Gov. Jerry Brown did another victory lap in Washington late last month, suggesting during a national governors' conference that California had shown the way to resolve the federal government's budget woes by balancing the state budget after years of deficits.
It's a drum that he's been beating ever since voters passed Proposition 30, which temporarily raises sales and income taxes by about $6 billion a year. He unveiled a new budget in January that he claims is balanced and during his State of the State address in late January called it "a solid and enduring budget."
But how legitimate is Brown's claim? It's shaky, if one looks at the numbers and assumptions behind the rhetoric.
It assumes that the revenues in the budget are valid, but in fact no one knows whether increasing the marginal income tax rate on high-income taxpayers could lead them to either move from California or shelter their incomes, particularly capital gains, from the state's reach.
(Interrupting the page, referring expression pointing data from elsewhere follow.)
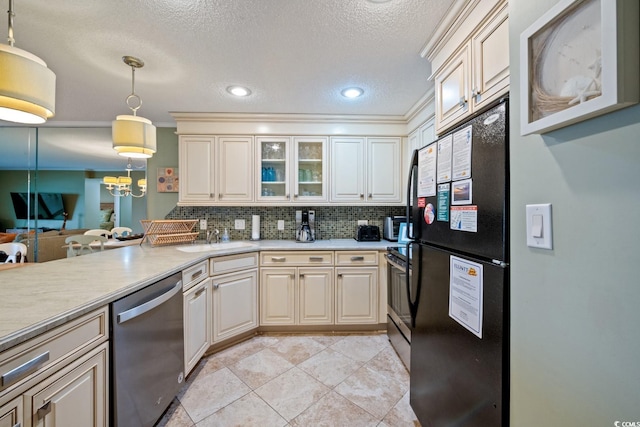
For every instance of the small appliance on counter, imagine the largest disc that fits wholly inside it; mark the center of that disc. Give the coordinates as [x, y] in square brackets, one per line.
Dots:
[391, 227]
[368, 233]
[305, 226]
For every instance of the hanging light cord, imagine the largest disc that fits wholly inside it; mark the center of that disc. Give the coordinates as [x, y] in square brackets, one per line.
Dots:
[10, 39]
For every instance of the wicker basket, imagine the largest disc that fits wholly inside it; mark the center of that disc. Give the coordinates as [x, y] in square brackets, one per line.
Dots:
[168, 232]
The budget also assumes that California's economy will continue a slow but steady recovery, thus increasing retail sales and personal incomes on which those revenues are based. But California's economic future is very cloudy.
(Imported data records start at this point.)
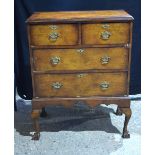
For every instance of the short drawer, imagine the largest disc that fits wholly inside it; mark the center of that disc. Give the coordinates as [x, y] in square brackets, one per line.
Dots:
[60, 34]
[80, 59]
[78, 85]
[105, 33]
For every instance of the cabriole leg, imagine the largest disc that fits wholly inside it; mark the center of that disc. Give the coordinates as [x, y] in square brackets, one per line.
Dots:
[127, 112]
[118, 111]
[43, 113]
[35, 116]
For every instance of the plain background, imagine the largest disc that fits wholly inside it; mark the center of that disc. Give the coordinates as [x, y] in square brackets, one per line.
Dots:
[25, 8]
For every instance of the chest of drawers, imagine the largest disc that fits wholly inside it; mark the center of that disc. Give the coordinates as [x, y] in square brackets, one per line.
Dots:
[80, 56]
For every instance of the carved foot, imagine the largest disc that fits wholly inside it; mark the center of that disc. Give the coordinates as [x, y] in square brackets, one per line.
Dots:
[43, 113]
[127, 112]
[125, 134]
[35, 116]
[118, 112]
[36, 136]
It assumes, too, that Brown's fellow Democrats in the Legislature resist pressures from major constituent groups to rescind some of the cuts in health and welfare services, and that the courts can live with continued erosion of financing without imploding.
Even if Brown succeeds in balancing income and outgo during the 2013-14 fiscal year, however, the tens of billions of dollars in debt run up during the previous half-decade of deficits will continue to fester.
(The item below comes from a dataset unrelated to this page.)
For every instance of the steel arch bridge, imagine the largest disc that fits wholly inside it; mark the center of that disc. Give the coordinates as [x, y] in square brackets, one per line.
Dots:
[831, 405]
The state also faces an ever-mounting burden of servicing bonded debt that has built up over the last two decades – and he wants to increase that debt even more for a bullet-train system of dubious efficacy.
The taxes that voters approved last year are temporary and will, unless renewed, expire just about the time Brown ends his second term, assuming he runs again and wins. That could leave a big hole in the state's finances – unless the economy does resume strong growth and/or those tax increases are made permanent by the Democrats' new legislative supermajorities.
Finally, as Legislative Analyst Mac Taylor has pointed out, Brown's multiyear budget plan ignores ever-growing unfunded liabilities for retirees' pensions and health care.
The State Teachers' Retirement System says it needs $4.5 billion more a year to remain solvent, and a new report released by Controller John Chiang says the state faces an unfunded liability for health care of as much as $64 billion.
Dealing with just those two items, rather than ignoring them, would absorb all of the money generated by the tax increase.